There is all the difference between the family which has a home and the family which has a house. In houses we find broken hearts, worry, nervous prostration, because there is idleness, artificiality and aimlessness. In homes we find warm hearts, happiness and love, because those in the home have natural, helpful occupation.

In the house is cold reserve; the occupants read when compelled to stay indoors; they grow crabbed and cross and get into a state of habitual dumbness and selfishness.

In the home there is unselfishness, thoughtfulness, and love expressed. Meal time is joy time; it's the get-together period of smiling faces.

In the house the breakfast table is merely a lunch station in the hurried trip from the bedroom to the office.

The sensitive wife of the house gets stinging remarks that abide with her after the lord and master of the house has departed.

What Makes Home.

In the home the family gets up plenty early enough. Songs and jokes, kisses and love pats are found; the family is on time, and there is happiness all around. Homes are sweet, because love is present. Houses built by gold are just hotels.

I've noticed the difference when a friend invites me to come to his home or to his house; the word he uses, home or house, indicates to me what I will find when I go there.

In the house I meet a maid or butler at the door. I see conventional furniture, conventional rooms. I am shown into a conventional waiting room, and I wait conventionally for the hostess to come forward with a stiff backbone, a forced smile, and a languid handshake.

When I go to a home built with love, I find a tidy dressed wife at the door, rosy children, and I get a warm, old-fashioned hand clasp, and a beaming, smiling face that spells welcome.

And the dinner—that, too, tells the difference between the "depend-on-the-cook" establishment and the "wife-who-is-the-boss" home.

At the house is formality and frigidity; at thehome is ease and enjoyment. The children of the home make breaks and we love them for it; it's natural instinct and frankness.

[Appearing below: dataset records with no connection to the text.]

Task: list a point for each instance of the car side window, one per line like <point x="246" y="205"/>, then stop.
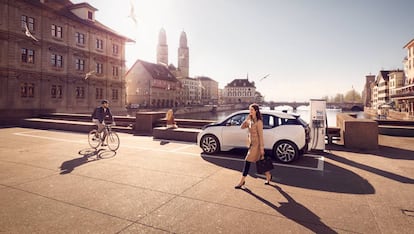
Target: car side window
<point x="289" y="121"/>
<point x="270" y="121"/>
<point x="236" y="120"/>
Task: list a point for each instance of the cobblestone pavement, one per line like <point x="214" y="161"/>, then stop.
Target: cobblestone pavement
<point x="53" y="182"/>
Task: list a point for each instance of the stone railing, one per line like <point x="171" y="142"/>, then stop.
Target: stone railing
<point x="357" y="133"/>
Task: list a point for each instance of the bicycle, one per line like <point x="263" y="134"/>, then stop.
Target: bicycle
<point x="112" y="139"/>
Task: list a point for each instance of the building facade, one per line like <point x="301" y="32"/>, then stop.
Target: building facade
<point x="209" y="90"/>
<point x="367" y="92"/>
<point x="55" y="56"/>
<point x="151" y="85"/>
<point x="239" y="91"/>
<point x="404" y="96"/>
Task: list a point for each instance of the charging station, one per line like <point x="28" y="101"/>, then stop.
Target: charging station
<point x="317" y="124"/>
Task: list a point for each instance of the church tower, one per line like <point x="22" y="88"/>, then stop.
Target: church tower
<point x="162" y="48"/>
<point x="183" y="58"/>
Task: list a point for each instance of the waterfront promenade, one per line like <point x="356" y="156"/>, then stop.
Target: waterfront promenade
<point x="52" y="182"/>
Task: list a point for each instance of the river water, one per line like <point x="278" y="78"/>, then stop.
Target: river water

In the house is worry; in the home is happiness.

Verily, there's a difference in the atmosphere of the house built with gold and the home built with love; one is worthless existence, the other worth-while living.

Seven Simple Health Suggestions.

I haven't space in this book to give reasons or show proofs for everything I suggest, but I want right here to give you a few definite, short, positive, helpful rules about food, thought, habit and exercise that will pay you the most wonderful dividends in health and happiness.

First—Drink two or three glasses of warm, not hot, water, the first thing when you arise in the morning.

Second—Repeat this resolve as you are drinking the water: "I will be pleasant this morning until ten o'clock, and the rest of the day will take care of itself."

Third—Walk to your office or place of business, unless it is over four miles, in which case walk the first three miles and ride the remainder of the distance.

Fourth—Eat one or two apples every day, and do not insult Nature's proper adjustment by peeling the apple. You want the skin because it has things in it you need for your body, and especiallyfor your brain, and you have especial need of the roughage the skin gives.